Fileless threats consist of malicious code that runs in memory after initial infection, instead of files being stored on the hard drive. Cisco flagged threats like Kovter, Poweliks, Divergent and LemonDuck as the most common fileless malware.
Another prevalent critical threat to endpoints in the first half was dual-use tools that are typically leveraged for both exploitation and post-exploitation tasks. Examples in circulation include PowerShell Empire, Cobalt Strike, Powersploit and Metasploit, according to Cisco.
“While these tools can very well be used for non-malicious activity, such as penetration testing, bad actors frequently utilize them,” wrote Ben Nahorney, researcher with Cisco, in a blog posting on Monday.
Credential-dumping tools make up a third critical-severity threat category. The most commonly seen of these tools that malicious actors to scrape login credentials from a compromised computer in the first half of 2020 was Mimikatz, Cisco found.
The activity appears to be extending into the rest of the year. The U.S. Cybersecurity and Infrastructure Security Agency (CISA) said last week that threat actors have been spotted using the Cobalt Strike commercial penetration testing tool to target commercial and federal government networks; they have also seen the nation-states successfully deploying open-source tool Mimikatz to steal credentials.
These first three categories comprise 75 percent of the critical-severity indicators-of-compromise (IoC) seen in the analysis period; the remaining 25 percent is made up of a mix of different malwares, including ransomware (Ryuk, Maze, BitPaymer and others); worms (Ramnit and Qakbot); remote-access trojans (Corebot and Glupteba); banking trojans (Dridex, Dyre, Astaroth and Azorult); and various downloaders, wipers and rootkits.
Cisco also took a look at how threats were distributed across the MITRE ATT&CK framework of tactics.
Another way to look at the IoC data is by using the tactic categories laid out in the MITRE ATT&CK framework. Within Cisco’s Endpoint Security solution, each IoC includes information about the MITRE ATT&CK tactics employed. These tactics can provide context on the objectives of different parts of an attack, such as moving laterally through a network or exfiltrating confidential information.
“Multiple tactics can…apply to a single IoC,” the researcher explained. “For example, an IoC that covers a dual-use tool such as PowerShell Empire covers three tactics: Defense evasion (it can hide its activities from being detected); execution (it can run further modules to carry out malicious tasks); and credential access (it can load modules that steal credentials).
By far the most common tactic, defensive evasion appears in 57 percent of IoC alerts seen. Execution also appears frequently, at 41 percent, as bad actors often launch further malicious code during multi-stage attacks.

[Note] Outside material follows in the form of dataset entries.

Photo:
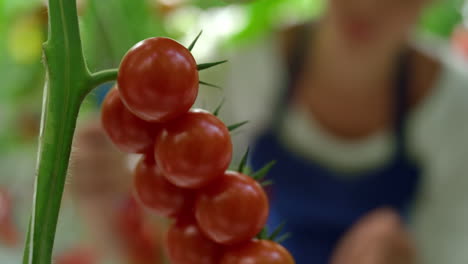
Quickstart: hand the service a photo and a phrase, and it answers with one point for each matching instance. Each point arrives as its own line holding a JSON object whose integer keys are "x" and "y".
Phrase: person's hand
{"x": 378, "y": 238}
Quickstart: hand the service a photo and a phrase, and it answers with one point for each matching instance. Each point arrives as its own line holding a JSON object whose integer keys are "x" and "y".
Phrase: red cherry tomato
{"x": 187, "y": 245}
{"x": 194, "y": 149}
{"x": 138, "y": 240}
{"x": 233, "y": 209}
{"x": 128, "y": 132}
{"x": 258, "y": 252}
{"x": 157, "y": 193}
{"x": 158, "y": 79}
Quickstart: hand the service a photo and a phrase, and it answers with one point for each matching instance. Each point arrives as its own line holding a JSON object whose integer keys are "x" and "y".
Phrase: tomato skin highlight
{"x": 233, "y": 209}
{"x": 186, "y": 244}
{"x": 156, "y": 193}
{"x": 128, "y": 132}
{"x": 194, "y": 149}
{"x": 258, "y": 252}
{"x": 158, "y": 79}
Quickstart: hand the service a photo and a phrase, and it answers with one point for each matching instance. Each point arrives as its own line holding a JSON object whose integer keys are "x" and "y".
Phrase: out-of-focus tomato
{"x": 258, "y": 252}
{"x": 77, "y": 256}
{"x": 8, "y": 232}
{"x": 128, "y": 132}
{"x": 156, "y": 193}
{"x": 187, "y": 245}
{"x": 233, "y": 209}
{"x": 158, "y": 79}
{"x": 193, "y": 150}
{"x": 138, "y": 240}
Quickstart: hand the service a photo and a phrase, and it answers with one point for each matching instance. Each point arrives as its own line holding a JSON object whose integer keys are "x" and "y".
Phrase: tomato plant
{"x": 186, "y": 244}
{"x": 157, "y": 193}
{"x": 258, "y": 252}
{"x": 149, "y": 113}
{"x": 233, "y": 210}
{"x": 194, "y": 149}
{"x": 128, "y": 132}
{"x": 158, "y": 79}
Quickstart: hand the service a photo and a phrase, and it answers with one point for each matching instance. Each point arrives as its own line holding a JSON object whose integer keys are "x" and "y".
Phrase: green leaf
{"x": 243, "y": 161}
{"x": 260, "y": 174}
{"x": 236, "y": 126}
{"x": 218, "y": 108}
{"x": 277, "y": 231}
{"x": 266, "y": 183}
{"x": 209, "y": 84}
{"x": 205, "y": 66}
{"x": 283, "y": 238}
{"x": 194, "y": 42}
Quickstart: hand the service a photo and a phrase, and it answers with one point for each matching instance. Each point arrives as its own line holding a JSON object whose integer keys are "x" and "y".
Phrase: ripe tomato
{"x": 157, "y": 193}
{"x": 138, "y": 240}
{"x": 194, "y": 149}
{"x": 186, "y": 244}
{"x": 233, "y": 209}
{"x": 158, "y": 79}
{"x": 127, "y": 131}
{"x": 258, "y": 252}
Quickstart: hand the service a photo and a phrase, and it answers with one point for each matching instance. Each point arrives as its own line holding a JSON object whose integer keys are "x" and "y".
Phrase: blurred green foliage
{"x": 111, "y": 27}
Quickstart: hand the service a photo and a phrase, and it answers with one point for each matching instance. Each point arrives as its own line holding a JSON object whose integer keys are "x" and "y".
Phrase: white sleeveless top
{"x": 437, "y": 136}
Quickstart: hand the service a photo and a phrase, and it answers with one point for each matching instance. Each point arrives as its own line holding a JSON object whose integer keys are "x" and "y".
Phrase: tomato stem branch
{"x": 68, "y": 82}
{"x": 101, "y": 77}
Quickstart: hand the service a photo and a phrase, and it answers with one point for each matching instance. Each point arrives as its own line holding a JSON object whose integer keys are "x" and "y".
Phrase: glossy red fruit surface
{"x": 158, "y": 79}
{"x": 194, "y": 149}
{"x": 233, "y": 209}
{"x": 128, "y": 132}
{"x": 186, "y": 244}
{"x": 258, "y": 252}
{"x": 156, "y": 193}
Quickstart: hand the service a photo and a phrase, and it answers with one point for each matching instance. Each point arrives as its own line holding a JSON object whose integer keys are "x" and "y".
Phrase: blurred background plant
{"x": 109, "y": 29}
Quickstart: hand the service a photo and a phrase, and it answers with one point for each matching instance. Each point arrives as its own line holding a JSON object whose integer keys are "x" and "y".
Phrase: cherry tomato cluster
{"x": 183, "y": 174}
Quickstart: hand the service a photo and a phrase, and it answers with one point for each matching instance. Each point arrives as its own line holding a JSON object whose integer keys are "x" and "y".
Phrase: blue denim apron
{"x": 318, "y": 204}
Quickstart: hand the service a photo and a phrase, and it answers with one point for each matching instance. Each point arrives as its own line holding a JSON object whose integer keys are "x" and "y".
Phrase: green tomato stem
{"x": 101, "y": 77}
{"x": 68, "y": 82}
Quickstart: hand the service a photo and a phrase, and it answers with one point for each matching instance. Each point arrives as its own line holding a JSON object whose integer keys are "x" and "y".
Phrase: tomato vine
{"x": 68, "y": 82}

“For example, an attacker that has established persistence using a dual-use tool may follow up by downloading and executing a credential dumping tool or ransomware on the compromised computer,” Nahorney said, adding that execution is more common among critical severity IoCs than defense evasion.

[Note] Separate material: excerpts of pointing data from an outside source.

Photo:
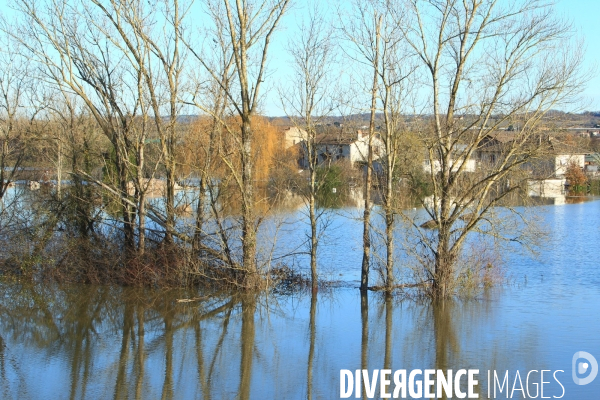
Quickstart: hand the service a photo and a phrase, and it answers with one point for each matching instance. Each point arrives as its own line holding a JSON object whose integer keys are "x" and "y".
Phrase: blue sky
{"x": 584, "y": 15}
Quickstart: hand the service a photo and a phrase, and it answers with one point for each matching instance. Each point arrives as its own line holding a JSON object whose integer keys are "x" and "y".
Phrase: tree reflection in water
{"x": 90, "y": 342}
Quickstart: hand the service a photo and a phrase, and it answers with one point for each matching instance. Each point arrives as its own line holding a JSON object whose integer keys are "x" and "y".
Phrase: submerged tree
{"x": 308, "y": 102}
{"x": 486, "y": 64}
{"x": 243, "y": 31}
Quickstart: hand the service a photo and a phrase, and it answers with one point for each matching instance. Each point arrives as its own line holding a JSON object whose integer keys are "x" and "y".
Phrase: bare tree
{"x": 486, "y": 64}
{"x": 81, "y": 54}
{"x": 17, "y": 113}
{"x": 364, "y": 33}
{"x": 249, "y": 27}
{"x": 308, "y": 102}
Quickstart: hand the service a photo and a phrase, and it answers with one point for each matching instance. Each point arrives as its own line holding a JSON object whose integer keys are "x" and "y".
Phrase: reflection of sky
{"x": 534, "y": 323}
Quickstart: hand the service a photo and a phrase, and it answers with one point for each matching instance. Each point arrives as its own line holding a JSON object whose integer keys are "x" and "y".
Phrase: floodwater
{"x": 74, "y": 342}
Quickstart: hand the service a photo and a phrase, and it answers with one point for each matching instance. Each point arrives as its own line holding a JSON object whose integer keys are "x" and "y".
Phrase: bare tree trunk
{"x": 364, "y": 277}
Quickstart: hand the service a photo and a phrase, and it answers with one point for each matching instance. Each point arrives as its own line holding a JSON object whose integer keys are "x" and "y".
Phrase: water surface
{"x": 101, "y": 342}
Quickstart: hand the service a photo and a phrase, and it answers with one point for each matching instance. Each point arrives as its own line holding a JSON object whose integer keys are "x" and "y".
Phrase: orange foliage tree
{"x": 575, "y": 177}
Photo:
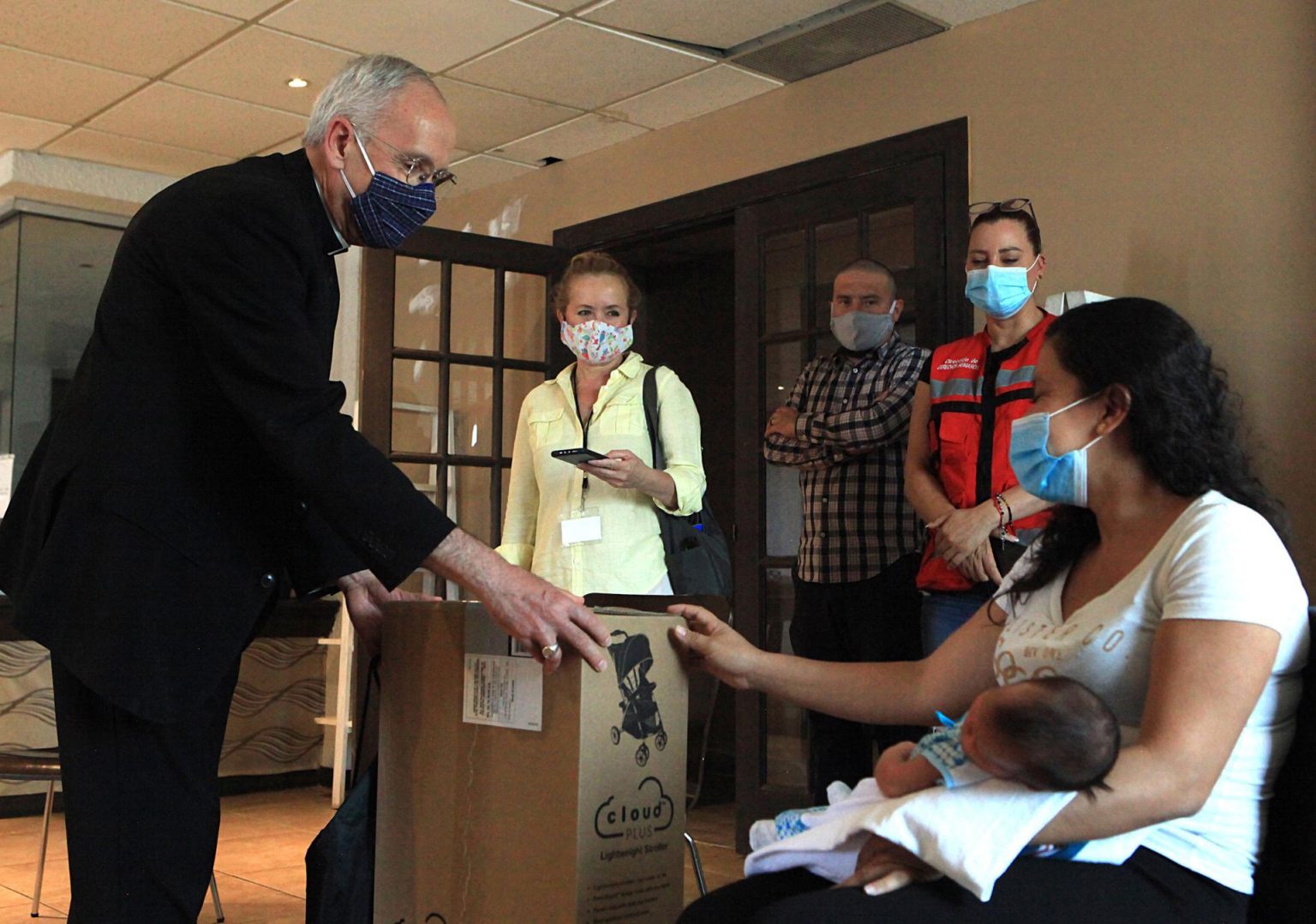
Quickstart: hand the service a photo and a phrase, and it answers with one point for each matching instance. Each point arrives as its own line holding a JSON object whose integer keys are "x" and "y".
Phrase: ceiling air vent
{"x": 832, "y": 39}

Two tactics commonly used to gain a foothold, initial access and persistence, come in third and fourth, showing up 11 and 12 percent of the time, respectively. Persistence appears in 38 percent of critical IoCs, as opposed to 12 percent of IoCs overall.

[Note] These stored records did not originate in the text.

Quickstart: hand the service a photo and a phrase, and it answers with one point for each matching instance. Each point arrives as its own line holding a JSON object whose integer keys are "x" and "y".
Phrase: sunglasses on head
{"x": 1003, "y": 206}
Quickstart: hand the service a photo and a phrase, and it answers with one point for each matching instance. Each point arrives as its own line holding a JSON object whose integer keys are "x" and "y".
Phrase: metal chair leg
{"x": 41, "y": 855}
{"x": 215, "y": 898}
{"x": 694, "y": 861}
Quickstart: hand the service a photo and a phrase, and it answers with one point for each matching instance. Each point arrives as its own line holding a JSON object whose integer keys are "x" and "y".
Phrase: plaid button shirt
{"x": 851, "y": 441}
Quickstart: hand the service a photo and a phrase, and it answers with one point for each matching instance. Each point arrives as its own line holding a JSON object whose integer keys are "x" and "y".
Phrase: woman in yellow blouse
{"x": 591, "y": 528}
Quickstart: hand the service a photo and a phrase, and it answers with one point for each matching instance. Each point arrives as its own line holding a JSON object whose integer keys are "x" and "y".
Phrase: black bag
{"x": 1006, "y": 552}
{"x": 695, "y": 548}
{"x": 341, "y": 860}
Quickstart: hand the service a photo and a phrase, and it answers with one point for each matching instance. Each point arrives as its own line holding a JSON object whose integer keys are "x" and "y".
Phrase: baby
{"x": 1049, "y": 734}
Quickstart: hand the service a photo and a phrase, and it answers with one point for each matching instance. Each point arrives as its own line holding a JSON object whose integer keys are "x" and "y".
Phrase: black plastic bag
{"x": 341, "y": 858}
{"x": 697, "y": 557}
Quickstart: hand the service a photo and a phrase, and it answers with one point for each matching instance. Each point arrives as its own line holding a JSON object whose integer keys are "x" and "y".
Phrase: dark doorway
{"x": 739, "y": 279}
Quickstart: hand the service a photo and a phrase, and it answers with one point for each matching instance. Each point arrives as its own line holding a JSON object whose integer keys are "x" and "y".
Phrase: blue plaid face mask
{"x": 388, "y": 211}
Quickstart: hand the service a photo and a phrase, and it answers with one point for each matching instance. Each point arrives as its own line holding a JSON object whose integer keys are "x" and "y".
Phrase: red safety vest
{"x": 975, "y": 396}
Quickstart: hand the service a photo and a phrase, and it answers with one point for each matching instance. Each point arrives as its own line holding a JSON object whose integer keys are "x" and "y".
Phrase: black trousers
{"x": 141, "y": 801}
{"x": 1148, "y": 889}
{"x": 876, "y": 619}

And, communication through command-and-control rounds out the top five tactics, appearing in 10 percent of the IoCs seen.
“While these [critical issues] make up a small portion of the overall IoC alerts, they’re arguably the most destructive, requiring immediate attention if seen,” according to Nahorney. He added, “As you might expect, the vast majority of alerts fall into the low and medium categories, [and] there’s a wide variety of IoCs within these severities.”